駆動輪3は、駆動力源1が出力するトルクが伝達されること、すなわち、図1に示す例では、モータ2のモータトルクが伝達されることにより、車両Veの駆動力を発生する車輪である。図1に示す例では、駆動輪3は、後述の歯車伝動機構4およびドライブシャフト7を介して、モータ2に連結されている。したがって、図1に示す例では、車両Veは、駆動トルク(モータトルク)を後輪(駆動輪3)に伝達して駆動力を発生させる後輪駆動車として構成されている。なお、この発明の実施形態における車両Veは、駆動トルクを前輪に伝達して駆動力を発生させる前輪駆動車であってもよい。あるいは、駆動トルクを前輪および後輪の両方に伝達して駆動力を発生させる四輪駆動車であってもよい。
歯車伝動機構4は、モータ2と駆動輪3との間でトルクを伝達する動力伝達機構であって、モータ2と駆動輪3との間で歯車の噛み合いによってトルクを伝達する機構や装置を総称している。例えば、図1に示す例では、モータ2と駆動輪3とが、クラッチ8、プロペラシャフト9、デファレンシャルギヤ10、および、ドライブシャフト7を介して連結されている。このような構成においては、デファレンシャルギヤ10が、この発明の実施形態における歯車伝動機構4に相当する。また、図示していないが、例えば、モータ2の出力側に設けられるリダクションギヤ、上述したようなハイブリッド車両における遊星歯車機構、あるいは、駆動力源1と駆動輪3との間に設けた変速機等における歯車の噛み合い部分も、この発明の実施形態における歯車伝動機構4に相当する。

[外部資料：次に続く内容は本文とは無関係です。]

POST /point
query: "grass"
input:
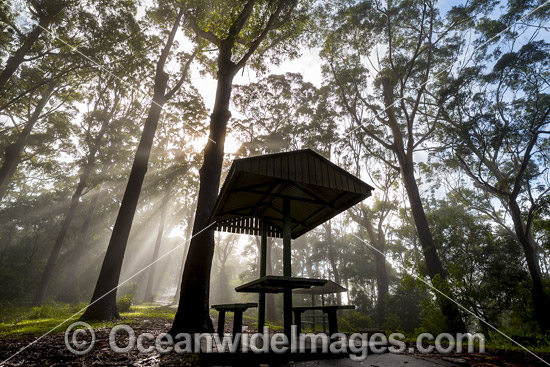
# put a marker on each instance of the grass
(21, 321)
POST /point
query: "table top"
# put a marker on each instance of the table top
(234, 306)
(324, 308)
(277, 284)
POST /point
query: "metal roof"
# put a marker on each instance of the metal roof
(328, 288)
(255, 187)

また、この発明の実施形態における歯車伝動機構4は、モータ2のモータトルクによって駆動輪3を駆動する駆動状態と、駆動輪3側から伝達されるトルクによってモータ2が駆動される被駆動状態との間で、トルクの伝達状態が切り替わる構成になっている。そのような駆動状態と被駆動状態との間でトルクの伝達状態が切り替わる際には、一時的に、歯車伝動機構4を構成している所定の歯車が空転し、歯車伝動機構4がトルクを伝達しない状態になる。すなわち、歯車伝動機構4は、歯車の噛み合い部分で不可避的に生じるバックラッシュに起因して、上記のような駆動状態と被駆動状態との間でトルクの伝達状態が切り替わる際に、歯車伝動機構4内の所定の歯車が空転してトルクを伝達しない状態になる「ガタ」を有している。この発明の実施形態では、そのような歯車伝動機構4がトルクを伝達しない状態となる歯車の空転が生じる隙間あるいはスペースを、歯車伝動機構4の「ガタ」と定義する。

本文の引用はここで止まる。